I've been involved in a wide variety of projects including:
New Cargo Apron (concrete)
Big Sioux River Channel Relocation for current runway extension
Reconstruction of the South Terminal Apron (concrete)
Short Term parking Lot Expansion (asphalt)
Rental Car Parking Lot Expansion (asphalt)
Taxiway Bravo Asphalt Overlay
Runway 21 Concrete Holding Apron
General Aviation Drainage Study
Taxiway Alpha and General Aviation Ramp Overlays
Runway 321 Lighting Improvements
Numerous Glideslope Studies
Regarding the current project at the Sioux Falls
Airport, what has been most challenging?
The runway extension project is a joint funded project between the Sioux Falls Regional Airport and the SD Air National Guard. One of the biggest challenges is designing a cost effective facility that meets the needs of both parties.
What are the challenges of airport projects?
Has anything changed since 9/11?
One of the biggest challenges in airport work is schedule. It is very typical not to know until the last minute if the federal funding planned for a project will be there. That usually results in a very compressed time frame to complete final plans and get them out for bidding. Phasing work on airfields while maintaining air traffic is also a challenge.
Obviously, the biggest thing that has changed in working at airports since 9/11 is security. We are all familiar how security has changed at airports for the traveling public. Security also has been tightened on the construction side and considerable thought and planning needs to be included when preparing the construction safety plans so that high level of production can be maintained by the contractor when hauling in materials and equipment without jeopardizing safety to the public.
How have engineering specifications/design/materials/etc.
on airport projects changed in the last 10 years?
Just like the highway and roadway industry, specifications and design guidelines are constantly changing as new technologies, materials and products are developed.

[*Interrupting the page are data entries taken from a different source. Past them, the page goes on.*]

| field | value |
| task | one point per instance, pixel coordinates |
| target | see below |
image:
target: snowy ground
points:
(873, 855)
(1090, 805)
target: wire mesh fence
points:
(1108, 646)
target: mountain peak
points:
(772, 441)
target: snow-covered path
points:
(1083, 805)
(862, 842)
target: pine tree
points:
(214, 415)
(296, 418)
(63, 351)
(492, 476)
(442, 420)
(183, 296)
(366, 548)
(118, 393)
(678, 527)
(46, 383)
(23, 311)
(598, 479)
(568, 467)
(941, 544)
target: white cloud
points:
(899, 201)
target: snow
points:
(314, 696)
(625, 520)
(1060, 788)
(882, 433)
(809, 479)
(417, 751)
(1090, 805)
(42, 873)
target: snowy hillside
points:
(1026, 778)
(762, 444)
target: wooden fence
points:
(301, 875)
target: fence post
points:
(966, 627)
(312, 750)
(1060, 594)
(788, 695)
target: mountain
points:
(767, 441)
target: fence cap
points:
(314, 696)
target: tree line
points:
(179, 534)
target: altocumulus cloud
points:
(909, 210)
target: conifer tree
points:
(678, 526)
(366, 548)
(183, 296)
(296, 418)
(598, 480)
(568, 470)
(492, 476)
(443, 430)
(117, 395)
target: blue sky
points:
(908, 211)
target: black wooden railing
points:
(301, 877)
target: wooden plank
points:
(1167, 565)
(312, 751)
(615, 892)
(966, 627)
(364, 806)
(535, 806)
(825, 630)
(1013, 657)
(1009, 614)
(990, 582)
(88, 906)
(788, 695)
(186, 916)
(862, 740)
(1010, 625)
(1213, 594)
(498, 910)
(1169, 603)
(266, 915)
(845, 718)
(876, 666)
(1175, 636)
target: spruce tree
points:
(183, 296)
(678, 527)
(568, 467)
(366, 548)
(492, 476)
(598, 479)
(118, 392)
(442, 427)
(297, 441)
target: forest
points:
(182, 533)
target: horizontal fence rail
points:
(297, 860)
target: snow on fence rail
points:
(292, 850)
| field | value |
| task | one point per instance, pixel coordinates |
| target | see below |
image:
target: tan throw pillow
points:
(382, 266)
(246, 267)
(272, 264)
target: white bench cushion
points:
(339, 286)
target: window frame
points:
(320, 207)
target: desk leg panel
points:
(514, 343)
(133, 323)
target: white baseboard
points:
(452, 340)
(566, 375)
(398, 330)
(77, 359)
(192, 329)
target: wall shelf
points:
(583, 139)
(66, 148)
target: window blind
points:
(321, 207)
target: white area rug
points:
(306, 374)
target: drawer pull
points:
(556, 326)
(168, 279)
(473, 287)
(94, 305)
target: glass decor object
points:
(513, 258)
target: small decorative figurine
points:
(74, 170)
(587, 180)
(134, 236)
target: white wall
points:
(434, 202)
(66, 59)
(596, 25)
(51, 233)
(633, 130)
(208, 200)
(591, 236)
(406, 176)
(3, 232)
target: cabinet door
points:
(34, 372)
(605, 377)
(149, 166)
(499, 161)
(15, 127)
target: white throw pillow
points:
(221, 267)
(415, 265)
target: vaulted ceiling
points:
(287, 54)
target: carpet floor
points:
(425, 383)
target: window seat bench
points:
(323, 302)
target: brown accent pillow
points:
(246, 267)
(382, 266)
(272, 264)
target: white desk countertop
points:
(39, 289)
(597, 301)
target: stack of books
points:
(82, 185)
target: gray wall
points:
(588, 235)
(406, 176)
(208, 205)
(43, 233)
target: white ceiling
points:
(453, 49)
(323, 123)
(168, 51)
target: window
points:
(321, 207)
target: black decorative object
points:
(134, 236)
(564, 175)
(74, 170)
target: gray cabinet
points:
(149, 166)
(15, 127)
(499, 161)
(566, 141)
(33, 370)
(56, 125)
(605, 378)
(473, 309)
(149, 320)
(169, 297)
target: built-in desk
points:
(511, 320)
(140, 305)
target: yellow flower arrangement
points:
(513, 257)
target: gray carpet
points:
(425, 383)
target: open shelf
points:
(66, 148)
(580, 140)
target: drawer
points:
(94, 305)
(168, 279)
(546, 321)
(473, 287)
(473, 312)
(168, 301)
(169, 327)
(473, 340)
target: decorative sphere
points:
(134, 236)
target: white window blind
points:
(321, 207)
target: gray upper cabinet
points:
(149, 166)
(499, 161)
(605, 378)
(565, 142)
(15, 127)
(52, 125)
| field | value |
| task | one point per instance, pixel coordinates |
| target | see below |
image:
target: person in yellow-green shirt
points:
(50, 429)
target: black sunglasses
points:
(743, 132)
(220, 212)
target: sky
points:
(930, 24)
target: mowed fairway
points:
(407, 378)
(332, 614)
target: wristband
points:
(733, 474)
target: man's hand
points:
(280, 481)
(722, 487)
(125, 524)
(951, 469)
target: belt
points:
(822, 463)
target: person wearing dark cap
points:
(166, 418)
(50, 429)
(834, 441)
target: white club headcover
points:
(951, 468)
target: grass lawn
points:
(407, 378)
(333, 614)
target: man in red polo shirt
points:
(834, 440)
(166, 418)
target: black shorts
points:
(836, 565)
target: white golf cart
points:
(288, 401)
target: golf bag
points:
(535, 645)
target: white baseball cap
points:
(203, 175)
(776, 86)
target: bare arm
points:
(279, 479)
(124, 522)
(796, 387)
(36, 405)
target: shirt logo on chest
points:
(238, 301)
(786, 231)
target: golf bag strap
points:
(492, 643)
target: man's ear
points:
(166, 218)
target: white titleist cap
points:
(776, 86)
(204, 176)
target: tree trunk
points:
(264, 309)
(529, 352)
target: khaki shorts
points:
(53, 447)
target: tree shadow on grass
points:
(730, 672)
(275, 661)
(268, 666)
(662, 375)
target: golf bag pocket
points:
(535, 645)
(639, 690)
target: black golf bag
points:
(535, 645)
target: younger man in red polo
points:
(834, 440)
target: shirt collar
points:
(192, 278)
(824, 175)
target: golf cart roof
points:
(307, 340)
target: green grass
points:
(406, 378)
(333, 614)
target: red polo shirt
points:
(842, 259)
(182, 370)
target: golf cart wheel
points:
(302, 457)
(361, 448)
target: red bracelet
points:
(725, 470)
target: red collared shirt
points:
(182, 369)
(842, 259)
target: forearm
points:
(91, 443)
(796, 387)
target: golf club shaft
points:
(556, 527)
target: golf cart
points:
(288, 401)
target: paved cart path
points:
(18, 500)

The FAA maintains an excellent website of all their current specifications that can be easily downloaded. It makes it a lot easier than a few years ago when we would have or order a hardcopy of each specification as it was updated.
As a pilot yourself, what changes in airport
design do you see for the future?
As mentioned, security is the biggest change at airports. As the security issues are sorted out, we expect to see many airport design changes implemented, such as greater parking setbacks, blast proofing building walls, revised terminal layouts to incorporate new security equipment and staging areas, revised perimeter security standards, et. Capacity and delay are big issues. As the country's air traffic increases and the land to expand airports becomes less available, airport design standards will change with emphasis on maximizing air traffic capacity per runway.
Navigational aids for aircraft landing in poor visibility conditions are constantly improving to provide greater positional accuracy and reliability with Global Positioning system (GPS) being one of the latest and greatest technologies. Advances in precision-guided instrument approaches are on the immediate horizon with differential GPS and precision runway monitoring (PRM). These new advances will provide near-term reductions in the delay situation. New cockpit technologies are also being developed to enable planes to operate safely with less separation, thereby increasing runway capacity.
Airport design standards will also change in the future due to environmental concerns. Air quality, noise and energy conservation will all have impacts to future airport design.